As artists we invoke the muse, a force that seems to come from without in order to create something from within. As people we invoke motivation, the strength to carry on, and help from a force greater than us. To some this is god, to others one or more of the gods, spirits, and ancestors that tend to the affairs of mankind.
How do we persevere each day? We do so because we must, because others depend on us, for our families and for our communities. Yet sometimes it feels as though the hardest thing in the world is to sit down at the drawing board and create. To put brush, ink, pen, pencil, or paint down on the canvas.

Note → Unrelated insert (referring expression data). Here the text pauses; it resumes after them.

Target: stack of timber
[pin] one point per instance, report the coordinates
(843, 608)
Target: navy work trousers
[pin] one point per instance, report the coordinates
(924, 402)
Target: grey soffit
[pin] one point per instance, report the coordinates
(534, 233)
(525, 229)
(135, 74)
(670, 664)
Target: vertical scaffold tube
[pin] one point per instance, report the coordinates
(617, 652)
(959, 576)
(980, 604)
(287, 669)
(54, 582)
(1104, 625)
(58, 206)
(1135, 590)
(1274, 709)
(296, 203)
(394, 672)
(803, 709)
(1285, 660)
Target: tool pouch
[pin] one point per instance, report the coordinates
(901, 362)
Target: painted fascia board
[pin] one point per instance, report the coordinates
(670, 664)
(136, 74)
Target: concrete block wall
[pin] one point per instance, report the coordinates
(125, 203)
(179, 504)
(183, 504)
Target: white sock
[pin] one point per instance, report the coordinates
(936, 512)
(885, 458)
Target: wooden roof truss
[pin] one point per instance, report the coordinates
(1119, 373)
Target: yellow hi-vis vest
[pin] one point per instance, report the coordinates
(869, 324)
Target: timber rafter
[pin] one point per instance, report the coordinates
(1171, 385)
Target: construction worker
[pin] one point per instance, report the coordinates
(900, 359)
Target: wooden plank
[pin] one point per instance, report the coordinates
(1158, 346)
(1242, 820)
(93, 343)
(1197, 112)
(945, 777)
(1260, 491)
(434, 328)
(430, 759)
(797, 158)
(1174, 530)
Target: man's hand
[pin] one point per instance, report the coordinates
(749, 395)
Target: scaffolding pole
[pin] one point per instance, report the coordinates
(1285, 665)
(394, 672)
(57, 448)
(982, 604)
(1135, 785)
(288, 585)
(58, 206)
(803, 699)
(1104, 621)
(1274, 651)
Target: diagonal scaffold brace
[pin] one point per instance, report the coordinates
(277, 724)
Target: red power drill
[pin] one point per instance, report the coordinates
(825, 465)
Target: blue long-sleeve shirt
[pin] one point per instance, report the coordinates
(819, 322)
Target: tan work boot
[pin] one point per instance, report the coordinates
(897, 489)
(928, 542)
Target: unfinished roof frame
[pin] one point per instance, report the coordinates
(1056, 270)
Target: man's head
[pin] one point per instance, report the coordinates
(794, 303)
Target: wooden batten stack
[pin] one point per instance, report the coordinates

Sometimes we must acknowledge our own limitations, we are but mortal. We are weak, our bodies and minds fail us, and we suffer… and yet with but a simple invocation we can be strong, we can find mental fortitude, and we can know joy. We are all of these things and we are none.
“O, Divine Poesy,
Goddess, daughter of Zeus,
Sustain for me this song…”
-Homer’s Odyssey, translation by T.E. Lawrence
Invocation
a series of ink and acrylic paintings used to invoke the muse and find the way back to art, inspiration, and motivation.
nine steps back onto the artistic path,
nine beacons of light in the darkness,
nine whispers from friends who had gone, but were never all that far away.
Each of these paintings started as blank sheets of paper. Using watered down ink to make marks, there was no goal other than to work each day and to finish a piece of art. In time the marks took form and became something.
The outcome is nine small paintings, but they are more than that. They are nine steps back onto the artistic path, they are nine beacons of light in the darkness, they are nine whispers from friends who had gone, but were never all that far away.
Life is a journey and so is art, we spend far more time in the process of making then we do with being finished. And yet the act of making and the expectations that come with it can be overwhelming, and in such times we must look outside ourselves, to the great elusive muse that as Picasso once said, “finds us working.”
Hopefully she will find you, for nine with nine, a lifetime and a journey!